CARLSBAD — For most people, orchestras typically strike up an image of professionals who have dedicated their entire lives to music.
Over the last two years, Carlsbad’s Museum of Making Music has altered that perception with the formation of its own string orchestra for beginning performers.
The North Coast Strings invites novice musicians, even those who don’t already know how to read music, to learn and play in a supportive environment. During the year-round sessions, adults gather at the museum to hone their violin, viola, cello and bass skills.
“The people in this orchestra are really special,” conductor Paula Simmons said. “It’s different — they’re all here because they really want to be.”
Museum director Carolyn Grant founded the group to present a unique opportunity to North County’s aspiring musicians. Grant was inspired to launch the orchestra by a similar program, New Horizons International Music Association, that teaches adults how to play instruments later in life.
Grant notes that unlike other professional orchestras, it’s the ideal place for people to reconnect with the instruments of their youth, or learn to play an instrument they never knew before. Orchestra members ranging in age from 25 to older than 80 have jumped at the chance to participate.
“Many adults want to participate in music making but cannot find a place to do so if they aren’t professional or accomplished musicians,” Grant said. “We fill that niche and provide not only musical enjoyment, but personal enrichment.”

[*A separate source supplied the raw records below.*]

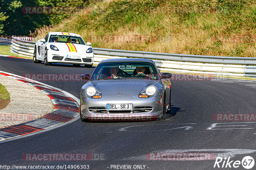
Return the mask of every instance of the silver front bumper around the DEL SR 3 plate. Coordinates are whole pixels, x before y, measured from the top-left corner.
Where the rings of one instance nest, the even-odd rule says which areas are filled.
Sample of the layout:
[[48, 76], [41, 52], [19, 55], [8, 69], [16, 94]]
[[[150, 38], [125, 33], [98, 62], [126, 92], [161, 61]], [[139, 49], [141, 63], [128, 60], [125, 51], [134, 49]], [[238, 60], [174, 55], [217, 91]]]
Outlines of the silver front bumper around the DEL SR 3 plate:
[[[102, 96], [80, 98], [81, 117], [88, 120], [152, 121], [163, 115], [163, 96], [139, 98], [138, 96]], [[107, 104], [133, 104], [131, 111], [107, 110]]]

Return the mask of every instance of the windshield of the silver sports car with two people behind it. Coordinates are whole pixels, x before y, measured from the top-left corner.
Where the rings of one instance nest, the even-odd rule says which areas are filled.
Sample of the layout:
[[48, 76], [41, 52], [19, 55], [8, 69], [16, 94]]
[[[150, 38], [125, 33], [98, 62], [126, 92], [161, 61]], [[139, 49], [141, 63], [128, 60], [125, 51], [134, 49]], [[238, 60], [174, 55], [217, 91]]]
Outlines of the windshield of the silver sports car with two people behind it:
[[91, 80], [146, 79], [159, 80], [156, 67], [148, 62], [109, 62], [99, 64]]

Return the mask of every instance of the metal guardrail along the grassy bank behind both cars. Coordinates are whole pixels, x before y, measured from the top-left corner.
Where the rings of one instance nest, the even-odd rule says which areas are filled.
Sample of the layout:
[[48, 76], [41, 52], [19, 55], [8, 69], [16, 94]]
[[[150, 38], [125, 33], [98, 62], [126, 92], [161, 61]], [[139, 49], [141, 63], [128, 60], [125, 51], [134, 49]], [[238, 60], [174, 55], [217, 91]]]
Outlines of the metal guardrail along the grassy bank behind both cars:
[[[33, 57], [35, 43], [28, 37], [12, 36], [11, 52]], [[160, 70], [167, 72], [256, 77], [256, 66], [247, 66], [256, 65], [256, 58], [253, 57], [187, 55], [105, 48], [93, 48], [93, 50], [94, 64], [98, 64], [101, 60], [120, 57], [148, 58], [154, 60]]]

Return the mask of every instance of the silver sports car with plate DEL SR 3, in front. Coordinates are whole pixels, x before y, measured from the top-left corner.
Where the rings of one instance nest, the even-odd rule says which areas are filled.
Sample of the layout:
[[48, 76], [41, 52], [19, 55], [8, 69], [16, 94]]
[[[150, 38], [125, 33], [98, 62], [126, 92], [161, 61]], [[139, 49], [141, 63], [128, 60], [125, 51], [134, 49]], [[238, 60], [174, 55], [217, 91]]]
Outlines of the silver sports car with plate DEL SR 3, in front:
[[95, 68], [80, 91], [82, 121], [163, 120], [171, 109], [172, 74], [149, 59], [108, 59]]

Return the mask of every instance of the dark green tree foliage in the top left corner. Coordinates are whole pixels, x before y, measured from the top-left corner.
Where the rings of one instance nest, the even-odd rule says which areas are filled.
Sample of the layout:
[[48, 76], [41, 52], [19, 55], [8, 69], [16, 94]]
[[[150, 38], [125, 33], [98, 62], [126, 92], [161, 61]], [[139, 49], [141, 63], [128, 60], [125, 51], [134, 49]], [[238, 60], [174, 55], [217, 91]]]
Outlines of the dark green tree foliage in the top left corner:
[[29, 14], [25, 7], [86, 7], [91, 0], [0, 0], [0, 35], [28, 35], [35, 28], [59, 23], [71, 14]]

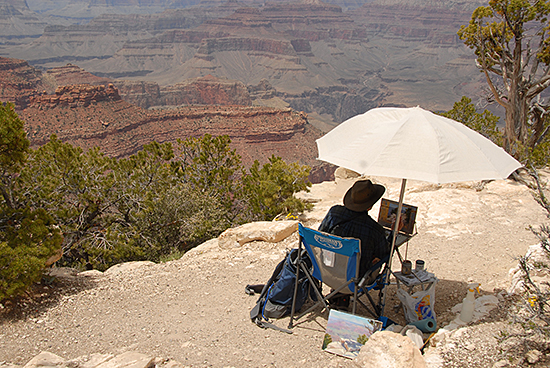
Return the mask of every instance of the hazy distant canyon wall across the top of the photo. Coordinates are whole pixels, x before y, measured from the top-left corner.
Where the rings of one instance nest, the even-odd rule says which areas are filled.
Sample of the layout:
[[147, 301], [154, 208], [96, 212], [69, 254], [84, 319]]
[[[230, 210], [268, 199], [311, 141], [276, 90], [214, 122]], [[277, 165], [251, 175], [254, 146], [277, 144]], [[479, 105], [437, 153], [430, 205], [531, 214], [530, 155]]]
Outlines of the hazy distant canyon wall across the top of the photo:
[[[249, 91], [265, 81], [270, 97], [252, 94], [252, 104], [303, 110], [324, 130], [377, 106], [448, 110], [464, 95], [483, 95], [474, 55], [456, 35], [481, 0], [205, 0], [156, 14], [114, 11], [187, 4], [168, 3], [73, 0], [111, 11], [87, 24], [52, 25], [27, 46], [4, 45], [4, 54], [132, 81], [130, 90], [145, 91], [132, 100], [141, 106], [163, 103], [162, 88], [207, 75]], [[168, 100], [185, 103], [180, 89]]]

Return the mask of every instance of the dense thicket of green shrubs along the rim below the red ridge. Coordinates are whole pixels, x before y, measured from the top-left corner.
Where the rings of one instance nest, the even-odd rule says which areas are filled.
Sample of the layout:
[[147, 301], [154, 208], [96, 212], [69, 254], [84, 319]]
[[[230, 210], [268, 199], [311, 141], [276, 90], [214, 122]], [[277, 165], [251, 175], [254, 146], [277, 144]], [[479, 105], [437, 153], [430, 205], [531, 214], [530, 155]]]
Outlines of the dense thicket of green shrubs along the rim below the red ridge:
[[61, 229], [61, 266], [105, 270], [159, 262], [229, 227], [306, 208], [294, 193], [309, 168], [273, 156], [249, 175], [227, 136], [152, 142], [125, 159], [84, 151], [56, 136], [28, 153], [9, 188], [17, 208], [43, 209]]

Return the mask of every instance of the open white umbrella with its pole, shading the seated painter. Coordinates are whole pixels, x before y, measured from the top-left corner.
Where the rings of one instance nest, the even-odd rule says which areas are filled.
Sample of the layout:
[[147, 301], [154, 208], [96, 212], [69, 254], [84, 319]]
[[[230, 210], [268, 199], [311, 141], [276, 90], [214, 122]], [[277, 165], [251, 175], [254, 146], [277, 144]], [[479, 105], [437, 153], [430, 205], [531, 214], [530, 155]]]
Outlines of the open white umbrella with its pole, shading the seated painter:
[[[506, 179], [522, 165], [481, 134], [420, 107], [382, 107], [354, 116], [317, 140], [319, 160], [359, 174], [431, 183]], [[391, 244], [389, 267], [395, 248]]]

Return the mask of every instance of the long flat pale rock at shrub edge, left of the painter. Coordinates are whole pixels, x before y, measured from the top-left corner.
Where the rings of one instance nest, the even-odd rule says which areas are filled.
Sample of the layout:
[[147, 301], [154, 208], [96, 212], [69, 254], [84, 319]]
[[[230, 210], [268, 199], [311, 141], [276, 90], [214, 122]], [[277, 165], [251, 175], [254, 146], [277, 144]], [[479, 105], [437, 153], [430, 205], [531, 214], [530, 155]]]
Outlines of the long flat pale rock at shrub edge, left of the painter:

As the group continues to gain new members, it’s always looking for ways to garner support for the orchestra. Most recently, they received a grant from the Saxton Family Foundation to start a string orchestra music library to be housed at the museum.
“This is huge,” Simmons said. “We were really getting to the point where I was scrounging to get music.”
While many people have donated pieces from the personal collection, it still wasn’t enough. The grant will also allow the group to commission original pieces from local musicians. “We can build a library that can be used for many years to come,” Grant said.
In its sixth session, the orchestra is just getting started. Simmons and Grant, who is also a member of the orchestra, have already seen the positive impact that such an orchestra can have on a community, and expect it to continue flourishing in the future.
“There’s no jealously or rivalry — people just come in, sit down and play,” Simmons said. “This has been one of the coolest things I’ve ever done.”